Mack joins Ira to talk about the diversity of universe-ending theories, and how cosmologists like her think about the big questions, like where the universe started, how it might end, and what happens after it does.
Over the years, researchers have created thousands of chemical dyes that fluoresce in every color of the rainbow—but there’s a catch. Most of those dyes fluoresce most brightly when they’re in a dilute liquid solution. Now, researchers say they’ve created what they call a “plug-and-play” approach to locking those dyes into a solid form, without dimming their light.

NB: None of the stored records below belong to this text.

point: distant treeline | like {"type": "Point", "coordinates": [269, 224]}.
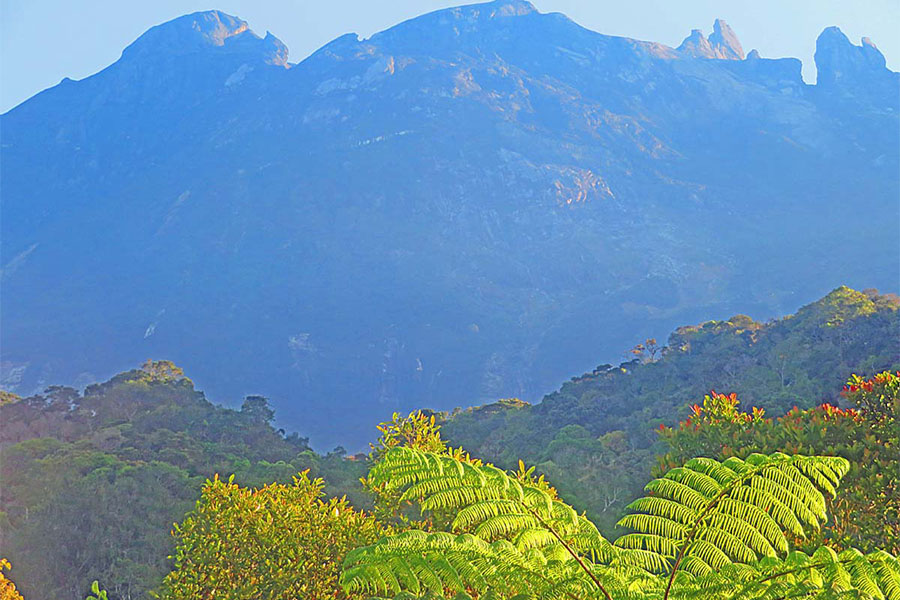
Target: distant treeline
{"type": "Point", "coordinates": [92, 482]}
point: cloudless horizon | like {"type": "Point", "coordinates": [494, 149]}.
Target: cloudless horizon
{"type": "Point", "coordinates": [43, 41]}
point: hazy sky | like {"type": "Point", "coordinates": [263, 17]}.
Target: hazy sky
{"type": "Point", "coordinates": [42, 41]}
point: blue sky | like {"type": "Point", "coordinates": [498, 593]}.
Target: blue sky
{"type": "Point", "coordinates": [42, 41]}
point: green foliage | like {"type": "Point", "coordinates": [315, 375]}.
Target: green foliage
{"type": "Point", "coordinates": [96, 592]}
{"type": "Point", "coordinates": [126, 460]}
{"type": "Point", "coordinates": [707, 530]}
{"type": "Point", "coordinates": [8, 589]}
{"type": "Point", "coordinates": [276, 542]}
{"type": "Point", "coordinates": [867, 514]}
{"type": "Point", "coordinates": [601, 466]}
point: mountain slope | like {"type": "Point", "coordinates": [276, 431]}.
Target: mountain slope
{"type": "Point", "coordinates": [463, 207]}
{"type": "Point", "coordinates": [596, 437]}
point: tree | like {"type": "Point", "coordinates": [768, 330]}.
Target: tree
{"type": "Point", "coordinates": [279, 542]}
{"type": "Point", "coordinates": [867, 514]}
{"type": "Point", "coordinates": [7, 588]}
{"type": "Point", "coordinates": [707, 529]}
{"type": "Point", "coordinates": [258, 410]}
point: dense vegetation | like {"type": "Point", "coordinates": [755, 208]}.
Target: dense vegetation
{"type": "Point", "coordinates": [706, 529]}
{"type": "Point", "coordinates": [93, 481]}
{"type": "Point", "coordinates": [596, 437]}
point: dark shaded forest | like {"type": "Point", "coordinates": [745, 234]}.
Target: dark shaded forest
{"type": "Point", "coordinates": [95, 480]}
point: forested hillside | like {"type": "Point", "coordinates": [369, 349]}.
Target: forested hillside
{"type": "Point", "coordinates": [472, 204]}
{"type": "Point", "coordinates": [597, 436]}
{"type": "Point", "coordinates": [93, 481]}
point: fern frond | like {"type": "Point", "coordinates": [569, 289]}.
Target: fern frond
{"type": "Point", "coordinates": [708, 514]}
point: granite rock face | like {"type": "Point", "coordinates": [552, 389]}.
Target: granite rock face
{"type": "Point", "coordinates": [722, 43]}
{"type": "Point", "coordinates": [473, 204]}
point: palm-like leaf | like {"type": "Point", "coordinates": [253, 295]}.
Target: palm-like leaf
{"type": "Point", "coordinates": [490, 503]}
{"type": "Point", "coordinates": [706, 515]}
{"type": "Point", "coordinates": [823, 575]}
{"type": "Point", "coordinates": [426, 564]}
{"type": "Point", "coordinates": [707, 530]}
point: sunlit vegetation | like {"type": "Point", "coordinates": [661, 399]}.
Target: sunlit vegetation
{"type": "Point", "coordinates": [597, 437]}
{"type": "Point", "coordinates": [93, 482]}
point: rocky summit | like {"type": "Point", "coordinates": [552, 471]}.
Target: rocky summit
{"type": "Point", "coordinates": [473, 204]}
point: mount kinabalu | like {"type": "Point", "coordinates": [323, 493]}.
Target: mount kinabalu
{"type": "Point", "coordinates": [473, 204]}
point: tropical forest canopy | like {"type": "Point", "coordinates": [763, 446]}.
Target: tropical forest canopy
{"type": "Point", "coordinates": [783, 478]}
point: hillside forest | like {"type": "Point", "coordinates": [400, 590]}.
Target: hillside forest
{"type": "Point", "coordinates": [741, 459]}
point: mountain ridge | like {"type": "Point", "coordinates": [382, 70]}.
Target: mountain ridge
{"type": "Point", "coordinates": [428, 215]}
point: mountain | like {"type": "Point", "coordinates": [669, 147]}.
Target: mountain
{"type": "Point", "coordinates": [126, 458]}
{"type": "Point", "coordinates": [596, 436]}
{"type": "Point", "coordinates": [469, 205]}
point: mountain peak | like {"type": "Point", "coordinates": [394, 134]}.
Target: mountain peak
{"type": "Point", "coordinates": [725, 41]}
{"type": "Point", "coordinates": [722, 43]}
{"type": "Point", "coordinates": [204, 31]}
{"type": "Point", "coordinates": [840, 63]}
{"type": "Point", "coordinates": [512, 8]}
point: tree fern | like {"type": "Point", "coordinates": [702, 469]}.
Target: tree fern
{"type": "Point", "coordinates": [706, 514]}
{"type": "Point", "coordinates": [707, 530]}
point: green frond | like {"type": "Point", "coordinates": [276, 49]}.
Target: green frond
{"type": "Point", "coordinates": [708, 514]}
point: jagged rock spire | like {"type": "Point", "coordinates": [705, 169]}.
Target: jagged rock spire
{"type": "Point", "coordinates": [722, 43]}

The new strategy uses a colorless, donut-shaped molecule called a cyanostar. When combined with fluorescent dye, cyanostar molecules insulate the dye molecules from each other, and allow them to pack closely together in an orderly checkerboard—resulting in brightly-fluorescing solid materials.
Amar Flood, a professor of chemistry at Indiana University, says the new materials can be around thirty times brighter than other materials on a per-volume basis, and the approach works for any number of off-the-shelf dyes—no tweaking required. Flood joins SciFri’s Charles Bergquist to discuss the work and possible applications for the new technology.
Scientists at Woods Hole Marine Biological Laboratory recently thrilled the genetics world by announcing they’ve successfully knocked out a gene in squid for the first time.
“I’m like a kid in a candy store with how much opportunity there is now,” says Karen Crawford, one of the researchers and a biology professor at St. Mary’s College of Maryland. Crawford explains this modification has huge implications for the study of genetics: Squids’ big brains mean this work could hold the key to breakthroughs in research for human genetic diseases, like Huntington’s disease and cystic fibrosis.
Joining Ira to talk about the news are Crawford and her co-lead on the research, Josh Rosenthal, a senior scientist at the Marine Biological Laboratory in Woods Hole, Massachusetts.